Олег самодовольно ухмыльнулся, поправил рукой полуседые волосы, откинулся к стенке и ничего не ответил.
– Ладно. Пойдем мы, пожалуй, в свое купе, а то я уже устал от ваших интересных разговоров. Пошли, Петруха! – предложил в своей обычной развязной манере Саша.
Петр согласился:
– Спасибо за приятное общество. Пойдем мы с Сашей чего-нибудь полистаем.
Через пару минут они уже были в своем тихом просторном купе. Здесь не было шибко грамотного Гройзберга, не пахло скотчем от чувалов, в общем, обстановка – почти санаторная.
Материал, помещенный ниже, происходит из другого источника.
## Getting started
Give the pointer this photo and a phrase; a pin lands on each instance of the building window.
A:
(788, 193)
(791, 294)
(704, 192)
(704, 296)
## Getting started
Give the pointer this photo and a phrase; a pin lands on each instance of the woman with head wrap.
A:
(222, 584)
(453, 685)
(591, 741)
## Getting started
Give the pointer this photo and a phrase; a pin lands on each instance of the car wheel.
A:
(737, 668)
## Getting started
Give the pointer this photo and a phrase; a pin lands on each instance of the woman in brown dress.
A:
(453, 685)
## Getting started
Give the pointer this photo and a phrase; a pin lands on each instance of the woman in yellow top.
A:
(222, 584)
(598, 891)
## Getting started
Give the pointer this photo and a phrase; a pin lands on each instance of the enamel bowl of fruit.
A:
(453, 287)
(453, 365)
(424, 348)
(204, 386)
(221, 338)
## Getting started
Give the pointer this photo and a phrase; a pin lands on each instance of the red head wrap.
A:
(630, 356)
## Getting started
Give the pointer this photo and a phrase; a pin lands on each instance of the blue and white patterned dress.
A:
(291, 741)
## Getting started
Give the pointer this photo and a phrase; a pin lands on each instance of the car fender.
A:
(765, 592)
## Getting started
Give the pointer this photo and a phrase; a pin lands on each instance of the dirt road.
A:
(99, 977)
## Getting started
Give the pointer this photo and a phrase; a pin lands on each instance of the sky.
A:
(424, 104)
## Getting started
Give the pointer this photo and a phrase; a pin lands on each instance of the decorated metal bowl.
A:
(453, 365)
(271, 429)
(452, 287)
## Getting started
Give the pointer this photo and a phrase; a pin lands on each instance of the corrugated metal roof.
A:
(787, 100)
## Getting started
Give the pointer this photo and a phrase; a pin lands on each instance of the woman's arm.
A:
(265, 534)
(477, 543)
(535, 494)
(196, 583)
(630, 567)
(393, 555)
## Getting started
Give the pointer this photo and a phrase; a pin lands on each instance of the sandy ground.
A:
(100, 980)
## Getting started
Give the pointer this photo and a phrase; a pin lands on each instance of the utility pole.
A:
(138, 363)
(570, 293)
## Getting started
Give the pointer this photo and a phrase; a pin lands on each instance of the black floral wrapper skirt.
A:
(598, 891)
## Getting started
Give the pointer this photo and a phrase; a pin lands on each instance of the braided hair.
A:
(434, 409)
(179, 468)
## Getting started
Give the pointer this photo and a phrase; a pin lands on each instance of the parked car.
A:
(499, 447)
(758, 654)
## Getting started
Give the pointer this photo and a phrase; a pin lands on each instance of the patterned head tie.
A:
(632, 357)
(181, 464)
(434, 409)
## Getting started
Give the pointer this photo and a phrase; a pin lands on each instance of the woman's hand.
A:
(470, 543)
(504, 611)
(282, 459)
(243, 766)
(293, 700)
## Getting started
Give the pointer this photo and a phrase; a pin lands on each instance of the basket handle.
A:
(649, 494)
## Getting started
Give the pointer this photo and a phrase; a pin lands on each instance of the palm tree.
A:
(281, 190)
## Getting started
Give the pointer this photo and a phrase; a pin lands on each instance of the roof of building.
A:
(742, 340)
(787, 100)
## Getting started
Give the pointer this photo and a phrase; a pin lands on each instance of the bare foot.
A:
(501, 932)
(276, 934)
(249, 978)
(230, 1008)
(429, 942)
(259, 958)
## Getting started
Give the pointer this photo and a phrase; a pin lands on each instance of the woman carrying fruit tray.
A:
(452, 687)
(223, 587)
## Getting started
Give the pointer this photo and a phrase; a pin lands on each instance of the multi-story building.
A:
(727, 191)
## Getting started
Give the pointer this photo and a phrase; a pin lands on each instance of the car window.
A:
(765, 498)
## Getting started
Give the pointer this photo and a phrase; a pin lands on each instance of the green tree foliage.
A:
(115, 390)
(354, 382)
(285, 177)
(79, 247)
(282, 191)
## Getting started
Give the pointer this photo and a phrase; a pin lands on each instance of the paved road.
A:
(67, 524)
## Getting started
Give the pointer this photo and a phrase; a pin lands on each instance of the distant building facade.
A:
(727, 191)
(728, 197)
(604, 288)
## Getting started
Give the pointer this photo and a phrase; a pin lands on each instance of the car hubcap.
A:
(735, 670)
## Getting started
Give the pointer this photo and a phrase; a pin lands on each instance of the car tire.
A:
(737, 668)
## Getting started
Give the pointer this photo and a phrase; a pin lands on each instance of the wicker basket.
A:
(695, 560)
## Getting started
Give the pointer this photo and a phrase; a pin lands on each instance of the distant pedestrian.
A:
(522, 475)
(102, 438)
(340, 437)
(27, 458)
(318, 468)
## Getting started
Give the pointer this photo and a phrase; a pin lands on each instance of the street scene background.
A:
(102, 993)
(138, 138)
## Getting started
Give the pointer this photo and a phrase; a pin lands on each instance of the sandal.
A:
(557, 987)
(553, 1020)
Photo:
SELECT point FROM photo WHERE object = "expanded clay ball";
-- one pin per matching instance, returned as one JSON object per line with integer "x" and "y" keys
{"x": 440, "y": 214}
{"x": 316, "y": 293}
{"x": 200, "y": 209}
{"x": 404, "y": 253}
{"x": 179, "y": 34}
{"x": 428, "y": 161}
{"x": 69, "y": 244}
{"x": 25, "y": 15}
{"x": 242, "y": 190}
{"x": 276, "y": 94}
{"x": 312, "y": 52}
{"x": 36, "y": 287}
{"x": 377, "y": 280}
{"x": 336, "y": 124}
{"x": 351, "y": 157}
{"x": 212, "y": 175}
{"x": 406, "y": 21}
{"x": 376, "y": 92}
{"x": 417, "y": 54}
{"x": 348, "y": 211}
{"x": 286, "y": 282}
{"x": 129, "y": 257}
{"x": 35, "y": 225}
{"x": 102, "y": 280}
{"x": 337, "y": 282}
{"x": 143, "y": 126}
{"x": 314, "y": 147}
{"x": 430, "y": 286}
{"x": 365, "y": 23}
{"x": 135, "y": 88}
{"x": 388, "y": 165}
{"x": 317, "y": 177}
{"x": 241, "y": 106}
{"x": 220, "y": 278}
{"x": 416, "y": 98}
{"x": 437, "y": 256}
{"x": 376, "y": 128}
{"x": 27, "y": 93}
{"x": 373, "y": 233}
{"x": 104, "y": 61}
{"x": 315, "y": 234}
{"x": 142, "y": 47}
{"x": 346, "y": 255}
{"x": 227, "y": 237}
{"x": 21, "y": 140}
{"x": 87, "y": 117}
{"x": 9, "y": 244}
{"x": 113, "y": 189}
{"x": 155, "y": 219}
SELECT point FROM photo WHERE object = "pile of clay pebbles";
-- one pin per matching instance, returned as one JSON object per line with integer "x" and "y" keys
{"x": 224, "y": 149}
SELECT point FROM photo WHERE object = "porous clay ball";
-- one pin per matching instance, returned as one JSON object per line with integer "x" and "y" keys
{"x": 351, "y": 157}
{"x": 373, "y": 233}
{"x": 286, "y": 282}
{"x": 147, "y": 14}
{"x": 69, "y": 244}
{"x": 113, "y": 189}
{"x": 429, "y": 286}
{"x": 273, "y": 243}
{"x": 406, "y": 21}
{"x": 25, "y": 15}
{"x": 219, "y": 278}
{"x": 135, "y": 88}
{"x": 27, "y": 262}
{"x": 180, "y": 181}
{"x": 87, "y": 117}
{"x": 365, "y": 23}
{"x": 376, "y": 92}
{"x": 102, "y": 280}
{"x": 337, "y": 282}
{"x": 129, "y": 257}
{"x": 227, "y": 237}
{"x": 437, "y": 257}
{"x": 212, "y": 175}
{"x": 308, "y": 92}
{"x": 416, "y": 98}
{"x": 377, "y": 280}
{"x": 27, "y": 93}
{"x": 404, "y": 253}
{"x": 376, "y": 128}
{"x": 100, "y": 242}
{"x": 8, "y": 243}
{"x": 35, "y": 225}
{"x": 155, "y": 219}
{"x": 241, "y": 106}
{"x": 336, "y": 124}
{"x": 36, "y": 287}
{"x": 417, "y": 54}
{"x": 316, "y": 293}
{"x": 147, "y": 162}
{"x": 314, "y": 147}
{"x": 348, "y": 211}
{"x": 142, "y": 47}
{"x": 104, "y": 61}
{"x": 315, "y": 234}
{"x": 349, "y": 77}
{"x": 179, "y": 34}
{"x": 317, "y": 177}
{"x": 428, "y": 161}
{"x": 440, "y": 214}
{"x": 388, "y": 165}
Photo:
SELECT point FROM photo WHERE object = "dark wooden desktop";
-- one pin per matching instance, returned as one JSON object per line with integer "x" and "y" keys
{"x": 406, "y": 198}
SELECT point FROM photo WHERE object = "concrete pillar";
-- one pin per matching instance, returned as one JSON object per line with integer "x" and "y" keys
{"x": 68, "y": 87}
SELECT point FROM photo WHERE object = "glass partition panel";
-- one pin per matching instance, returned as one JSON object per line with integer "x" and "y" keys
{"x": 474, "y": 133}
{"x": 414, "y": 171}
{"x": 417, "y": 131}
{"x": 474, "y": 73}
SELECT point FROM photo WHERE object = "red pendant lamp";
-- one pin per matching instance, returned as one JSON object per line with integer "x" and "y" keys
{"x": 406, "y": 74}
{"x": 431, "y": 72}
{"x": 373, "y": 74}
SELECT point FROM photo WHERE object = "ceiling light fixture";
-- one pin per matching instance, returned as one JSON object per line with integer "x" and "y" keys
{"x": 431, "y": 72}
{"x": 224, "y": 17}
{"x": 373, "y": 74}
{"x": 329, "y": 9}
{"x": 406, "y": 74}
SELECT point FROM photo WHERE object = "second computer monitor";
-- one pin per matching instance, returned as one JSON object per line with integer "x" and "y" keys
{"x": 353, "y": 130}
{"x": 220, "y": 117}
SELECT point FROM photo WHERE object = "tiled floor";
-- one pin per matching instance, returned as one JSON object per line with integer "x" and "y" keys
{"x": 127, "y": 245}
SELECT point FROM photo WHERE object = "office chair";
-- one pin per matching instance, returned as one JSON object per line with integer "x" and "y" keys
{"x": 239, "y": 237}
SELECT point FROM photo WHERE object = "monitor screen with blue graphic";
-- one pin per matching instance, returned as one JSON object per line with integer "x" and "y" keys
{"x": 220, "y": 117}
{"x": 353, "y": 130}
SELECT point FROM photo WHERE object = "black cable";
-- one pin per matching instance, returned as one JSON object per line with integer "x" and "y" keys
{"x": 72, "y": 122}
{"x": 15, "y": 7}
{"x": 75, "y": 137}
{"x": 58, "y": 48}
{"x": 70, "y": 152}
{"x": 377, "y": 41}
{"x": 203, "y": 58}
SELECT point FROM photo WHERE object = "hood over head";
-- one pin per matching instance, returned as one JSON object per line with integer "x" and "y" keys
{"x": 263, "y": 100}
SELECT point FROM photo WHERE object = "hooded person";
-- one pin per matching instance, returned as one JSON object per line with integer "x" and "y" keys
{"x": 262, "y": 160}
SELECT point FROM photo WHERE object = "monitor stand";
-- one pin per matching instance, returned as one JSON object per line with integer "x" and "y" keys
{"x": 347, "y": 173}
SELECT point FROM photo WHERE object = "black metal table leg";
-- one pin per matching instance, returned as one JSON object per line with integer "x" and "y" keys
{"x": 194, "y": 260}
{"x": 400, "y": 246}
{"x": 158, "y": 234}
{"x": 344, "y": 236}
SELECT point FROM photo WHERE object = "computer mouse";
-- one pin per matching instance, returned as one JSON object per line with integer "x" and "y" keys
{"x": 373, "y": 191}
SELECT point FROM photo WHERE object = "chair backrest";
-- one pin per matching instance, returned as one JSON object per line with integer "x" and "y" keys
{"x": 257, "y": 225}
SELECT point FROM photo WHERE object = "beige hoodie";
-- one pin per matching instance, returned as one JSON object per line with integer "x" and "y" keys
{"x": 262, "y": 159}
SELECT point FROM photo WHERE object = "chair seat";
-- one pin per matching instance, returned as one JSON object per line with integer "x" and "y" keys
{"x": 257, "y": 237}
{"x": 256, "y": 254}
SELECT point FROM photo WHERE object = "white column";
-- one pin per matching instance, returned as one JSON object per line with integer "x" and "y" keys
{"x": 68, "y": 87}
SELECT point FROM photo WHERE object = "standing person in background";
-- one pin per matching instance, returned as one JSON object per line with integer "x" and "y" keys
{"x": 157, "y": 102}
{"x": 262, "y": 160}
Петр принес чаю, и мужчины мирно наслаждались тишиной, глядя на проплывающие мимо, голые белорусские леса.
Спустя минут 15, в коридоре послышались шаги. Саша насторожился. Он все еще опасался вторжения любвеобильной Юли. Но шаги стихли. Потом, еще кто-то с шумом проник в вагон и прошагал мимо их купе. Некоторое время, кроме мерного стука колес ничего не тревожило слух. Но это длилось не долго. В противоположном конце вагона, там, где ехали Игорь и Олег, послышались голоса. Трудно было разобрать слова, но Петр и Саша с легкостью узнали скрежещущий голос своего нового знакомого. Хлопнули двери вагона. Кто-то пробежал по коридору. Снова голоса, со стороны купе бандитов. Теперь уже Олег громко смеялся и что-то кричал. Шум возни. Треск. По коридору пронесся топот ног. Сколько человек пробежало, понять было сложно. Со стороны купе Игоря и Олега все тряслось и гремело. Многоголосые крики заполнили пространство коридора. Сейчас, уже явственно был слышен скрипучий бас Олега, резкий и надрывный:
– Я держу их! Мочи его! Мочи!
Несложно представить, как встревожились Петр и Саша. От чтения их оторвали.
– Что там, интересно, за перипетии? – тихо произнес Петр.
– Пока лучше не соваться. Потом я схожу. – также тихо ответил Саша.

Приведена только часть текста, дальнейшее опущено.